Makassar Darurat HIV/AIDS: Liberalisasi Seksual Jadi Biang Kerok?

Kota Makassar mencatatkan diri sebagai wilayah dengan kasus HIV/AIDS tertinggi di Sulawesi Selatan. Data terbaru menunjukkan angka yang mengkhawatirkan, dimana ratusan kasus baru terdeteksi dalam kurun waktu singkat, sebagian besar diakibatkan oleh perilaku seks menyimpang. Ironisnya, ratusan nyawa melayang akibat penyakit mematikan ini.

Peningkatan kasus HIV/AIDS ini diduga kuat berkaitan erat dengan liberalisasi seksual dan penggunaan narkoba melalui jarum suntik ilegal. Pandangan yang keliru tentang kebebasan individu dan hak asasi manusia (HAM) dianggap menjadi pembenaran atas perilaku seks bebas dan hubungan sesama jenis. Masyarakat yang terpengaruh budaya sekuler menganggap hal tersebut sebagai hak pribadi, asalkan dilakukan atas dasar suka sama suka dan tidak merugikan orang lain. Padahal, tindakan tersebut jelas bertentangan dengan norma, adat, dan ajaran agama.

HAM seringkali dijadikan tameng untuk melindungi perilaku liberalisasi seksual dan hubungan sesama jenis. Seks bebas dianggap sebagai bagian dari individualisme yang lahir dari ideologi kapitalisme sekuler. Para pelaku dan pendukung hubungan sesama jenis gencar memperjuangkan hak-hak mereka dengan alasan diskriminasi. Banyak negara maju yang menganut sekularisme bahkan melegalkan pernikahan sesama jenis atas nama kebebasan berperilaku.

Fakta yang sebelumnya ditutupi, kini tak terbendung lagi. Lonjakan kasus HIV/AIDS didominasi oleh seks sesama pria, membuktikan bahwa keberadaan mereka dapat menjadi ancaman bagi masyarakat.

Sistem kapitalisme sekuler dinilai tidak mampu mengatasi masalah penularan HIV/AIDS. Regulasi yang ada justru memberi ruang bagi perilaku liberalisasi seksual, baik heteroseksual maupun homoseksual. Peningkatan perilaku seksual liberal tidak akan terjadi jika para pelaku merasa tidak aman dalam mengekspresikan diri.

Penyelesaian masalah HIV/AIDS dalam sistem kapitalisme sekuler dianggap sebagai upaya yang sia-sia. Alih-alih menurunkan kasus, yang terjadi justru lonjakan. Padahal, HIV/AIDS adalah penyakit menular yang sangat mematikan.

Islam memiliki aturan yang tegas mengenai seks bebas dan hubungan sesama jenis. Pembangkangan terhadap aturan agama telah menyebabkan kebebasan berperilaku tumbuh subur, terutama dalam naungan individualisme yang dijamin oleh sistem demokrasi dan kapitalisme dengan aturan sekuler.

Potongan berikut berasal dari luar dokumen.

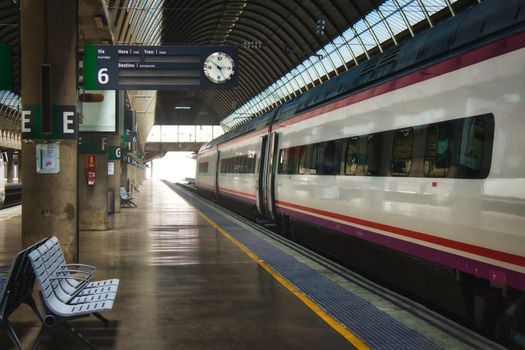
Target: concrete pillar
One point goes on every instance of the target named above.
(124, 175)
(93, 200)
(10, 173)
(49, 203)
(114, 180)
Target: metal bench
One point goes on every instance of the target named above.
(16, 288)
(67, 293)
(126, 200)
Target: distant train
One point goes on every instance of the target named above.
(410, 167)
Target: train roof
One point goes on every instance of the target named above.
(475, 26)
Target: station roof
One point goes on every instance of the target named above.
(285, 47)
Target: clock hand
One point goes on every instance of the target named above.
(216, 65)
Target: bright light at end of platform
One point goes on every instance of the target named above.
(174, 167)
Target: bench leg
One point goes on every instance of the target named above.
(79, 335)
(11, 334)
(31, 302)
(102, 318)
(39, 337)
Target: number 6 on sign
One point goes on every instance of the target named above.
(103, 77)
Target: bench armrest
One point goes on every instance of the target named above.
(81, 279)
(93, 268)
(67, 271)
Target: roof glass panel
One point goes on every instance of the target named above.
(355, 44)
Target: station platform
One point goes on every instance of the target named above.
(194, 277)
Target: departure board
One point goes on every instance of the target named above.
(116, 67)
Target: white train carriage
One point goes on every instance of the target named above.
(409, 168)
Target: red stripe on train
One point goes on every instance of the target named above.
(465, 247)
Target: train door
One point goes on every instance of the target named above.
(217, 171)
(260, 176)
(269, 190)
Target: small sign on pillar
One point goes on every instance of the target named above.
(47, 158)
(92, 165)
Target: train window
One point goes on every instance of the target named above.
(438, 150)
(402, 150)
(329, 162)
(289, 160)
(251, 164)
(374, 152)
(308, 160)
(203, 167)
(352, 156)
(471, 150)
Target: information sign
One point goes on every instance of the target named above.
(116, 67)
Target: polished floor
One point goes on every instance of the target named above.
(183, 286)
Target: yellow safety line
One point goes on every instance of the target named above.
(311, 304)
(10, 217)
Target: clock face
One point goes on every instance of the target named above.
(219, 67)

Islam mengharamkan hubungan sesama jenis dan seks bebas dengan lawan jenis. Islam juga menutup celah menuju liberalisasi seksual (zina), seperti pergaulan bebas, bercampur baur dengan lawan jenis (ikhtilat), dan berdua-duaan antara lawan jenis tanpa disertai mahram (khalwat). Ini semua merupakan regulasi yang dapat mencegah terjadinya liberalisasi seksual.

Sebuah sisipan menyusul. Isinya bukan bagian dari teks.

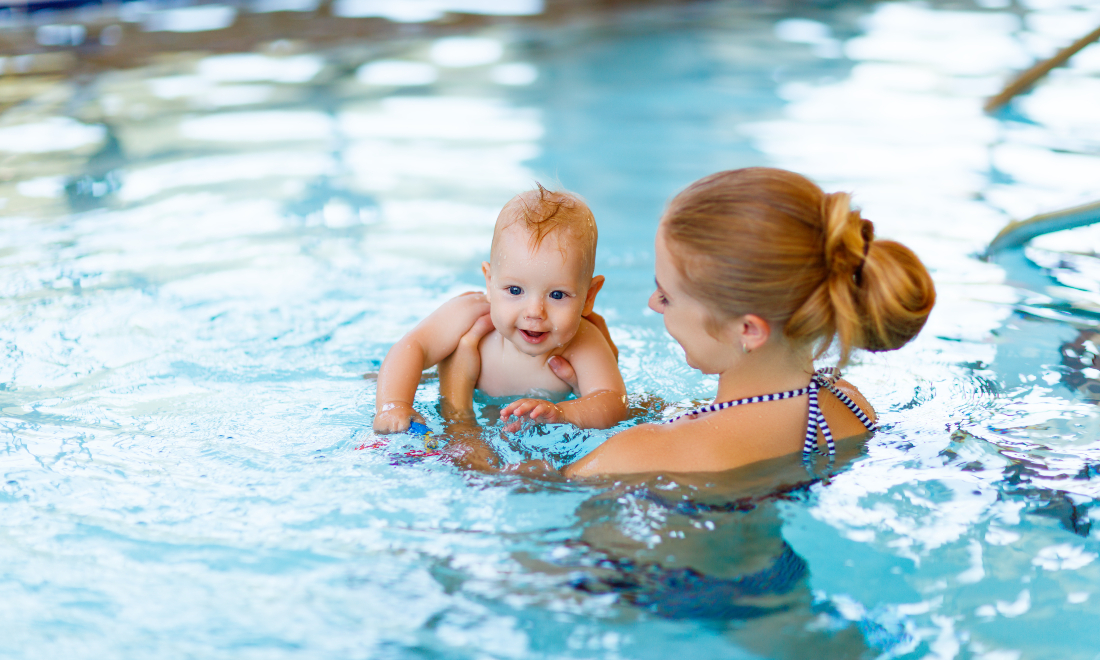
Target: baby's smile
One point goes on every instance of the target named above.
(532, 337)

Islam memberikan sanksi yang mengandung efek jera, seperti hukum cambuk bagi pelaku zina yang belum menikah dan rajam bagi pelaku zina yang sudah menikah, hukuman mati bagi pelaku hubungan sesama jenis. Semua perilaku tersebut, dalam pandangan Islam tergolong ke dalam tindakan kriminal.

Dengan ditutupnya pintu-pintu perzinahan dan pengadopsian sistem sanksi dalam Islam, maka liberalisasi seksual dapat dihentikan dan penurunan angka HIV/AIDS serta penghentian penularannya sangat mungkin dilakukan.

Namun, perangkat aturan tegas yang berasal dari Islam ini sangat sulit bahkan mustahil untuk diterapkan dalam wadah yang mengandung paham kebebasan seperti dalam Kapitalisme sekuler saat ini. Karena sudut pandangnya terhadap permasalahan saat ini justru bertentangan.

Regulasi Islam hanya dapat diterapkan dalam wadah perangkat hukum yang memiliki sudut pandang sama, yaitu sudut pandang halal dan haram sesuai aturan Sang Pencipta manusia, kehidupan dan alam semesta.